Targeting `Al Qaeda'

Published : Oct 06, 2006 00:00 IST

A girl injured in the Damadola shelling, in a hospital in Pakistan's Bajaur Agency. - BY SPECIAL ARRANGEMENT

A girl injured in the Damadola shelling, in a hospital in Pakistan's Bajaur Agency. - BY SPECIAL ARRANGEMENT

THE ethnic Pashtun hamlet of Damadola Burkanday in the Bajaur Agency of Pakistan's Federally Administered Territories is inhabited by the Mamond tribe. Bajaur has a history of strong jehadi sentiments. U.S. aircraft (possibly Predator drones which carry four Hellfire AGM-114 missiles made by Boeing) flew in from Kunar Province and fired at least four missiles at homes in the hillside hamlet located 7 km inside Pakistan, at 3 a.m. on January 13, 2006. The U.S. "precision" onslaught killed 13-20 civilians, injured another five or six, destroyed the homes of Bacha (Badshah) Khan, Bakhtpoor Khan and Mohammad Sadiq (who survived the assault and is the younger brother of Bakhtpoor Khan), all jewellers with shops in the nearby town of Inayat Qala, and killed some two dozen cattle. Thirteen members of one family, that of Bakhtpoor Khan, a labourer, were killed. Bacha Khan, a flour mill worker whose home was destroyed, said: "We don't have anything to do with Al Qaeda and it was a cruel act of the Americans to attack my house without reason."

The known dead include four women, eight children and six men, all victims of another night-time "precision" air strike. The information is provided by independent journalists Behroz Khan (The News) and Anwarullah Khan (Dawn). A resident, Waheed Gul, said the three destroyed homes were owned by a jeweller, Abdul Ghafoor, whose nephew's children and female relatives were killed. Another survivor, Shah Zaman, a jeweller, lost two sons and a daughter in the attack. He escaped death by running towards a nearby mountain with his wife. Mohammad Noor lost two sons.

Characteristically, the U.S. corporate media led by Cable News Network (CNN) blathered on about this alleged Central Intelligence Agency (CIA)-strike being aimed at Al Qaeda's No. 2, Ayman al-Zawahri, said to be an Id "dinner guest" in one of the destroyed homes. In typical fashion, no sources are named for such (dis)information. The dinner event seems to be a story made up after the deadly and opportunistic attack. Would Zawahiri really risk going to attend such a festivity in a region heavily patrolled by U.S. aerial craft? U.S. intelligence must think that both Osama bin Laden and Zawahiri have nothing better to do than "attend dinner parties". For days, no mention was made in the U.S. corporate press about innocent villagers being killed.
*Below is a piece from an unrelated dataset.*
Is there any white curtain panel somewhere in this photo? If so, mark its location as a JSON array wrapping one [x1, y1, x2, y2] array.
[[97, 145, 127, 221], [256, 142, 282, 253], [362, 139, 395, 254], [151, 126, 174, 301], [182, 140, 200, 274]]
It continues to proclaim that three or four "top Al Qaeda leaders" were killed in the deadly attack. No evidence whatsoever is presented and vague references abound to "unnamed sources". The corporate press triumphantly proclaimed that nonetheless a major Al Qaeda figure in Pakistan, Abu Marwan al-Suri, wanted by the U.S., had been killed in the Damadola strike. Three months later, on April 20, 2006, the mainstream press reported that the same Abu Marwan al-Suri was killed (again) in the Bajaur region.

The Boston Globe

Such intended U.S. extrajudicial killings are strictly prohibited under international human rights law according to Amnesty International. Anyone accused of an offence, however serious, has the right to be presumed innocent unless proven guilty and to have their guilt or innocence established in a regular court of law in a fair trial. The media and political responses to this barbaric attack are analysed in Rev. William E. Albert's "Another Sign of America's Moral Decay. Remembering Damadola", Counterpunch (March 4/5, 2006).